I Aller, N Rouhier, A Meyer. Frontiers in Plant Science.
Abstract
Glutathione is important for detoxification, as a cofactor in biochemical reactions and as a thiol-redox buffer. The cytosolic glutathione buffer is normally highly reduced with glutathione redox potentials (EGSH) of more negative than -310 mV. Maintenance of such negative redox potential is achieved through continuous reduction of glutathione disulfide by glutathione reductase. Deviations from steady state glutathione redox homeostasis have been discussed as a possible mean to alter the activity of redox-sensitive proteins through switching of critical thiol residues.

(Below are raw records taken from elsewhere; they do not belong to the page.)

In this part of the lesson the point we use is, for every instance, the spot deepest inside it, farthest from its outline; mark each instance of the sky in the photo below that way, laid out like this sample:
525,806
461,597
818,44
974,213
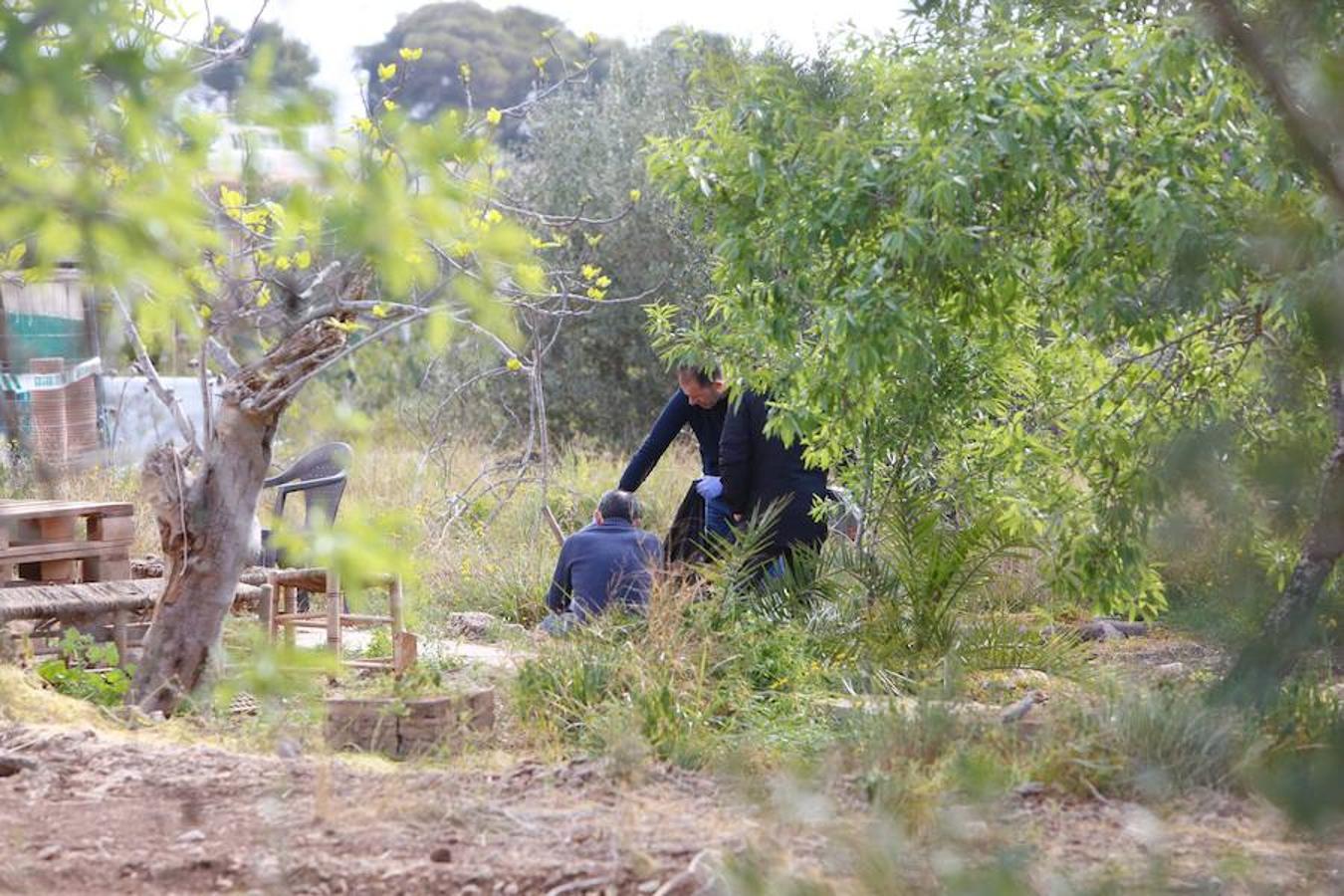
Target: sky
335,27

To better understand such signalling mechanisms it is essential to be able to measure EGSH over a wide range from highly negative redox potentials down to potentials found in mutants that show already severe phenotypes. With the advent of redox-sensitive GFPs (roGFPs), understanding the in vivo dynamics of the thiol-based redox buffer system became within reach. The original roGFP versions, roGFP1 and roGFP2, however, have midpoint potentials between -280 and -290 mV rendering them fully oxidized in the ER and almost fully reduced in the cytosol, plastids, mitochondria and peroxisomes. To extend the range of suitable probes we have engineered a roGFP2 derivative, roGFP2-iL, with a midpoint potential of about -238 mV. This value is within the range of redox potentials reported for homologous roGFP1-iX probes, albeit with different excitation properties. To allow rapid and specific equilibration with the glutathione pool, fusion constructs with human glutaredoxin 1 (GRX1) were generated and characterized in vitro. GRX1-roGFP2-iL proved to be suitable for in vivo redox potential measurements and extends the range of EGSH values that can be measured in vivo with roGFP2-based probes from about -320 mV for GRX1-roGFRP2 down to about -210 mV for GRX1-roGFP2-iL. Using both probes in the cytosol of severely glutathione-deficient rml1 seedlings revealed an EGSH of about -260 mV in this mutant.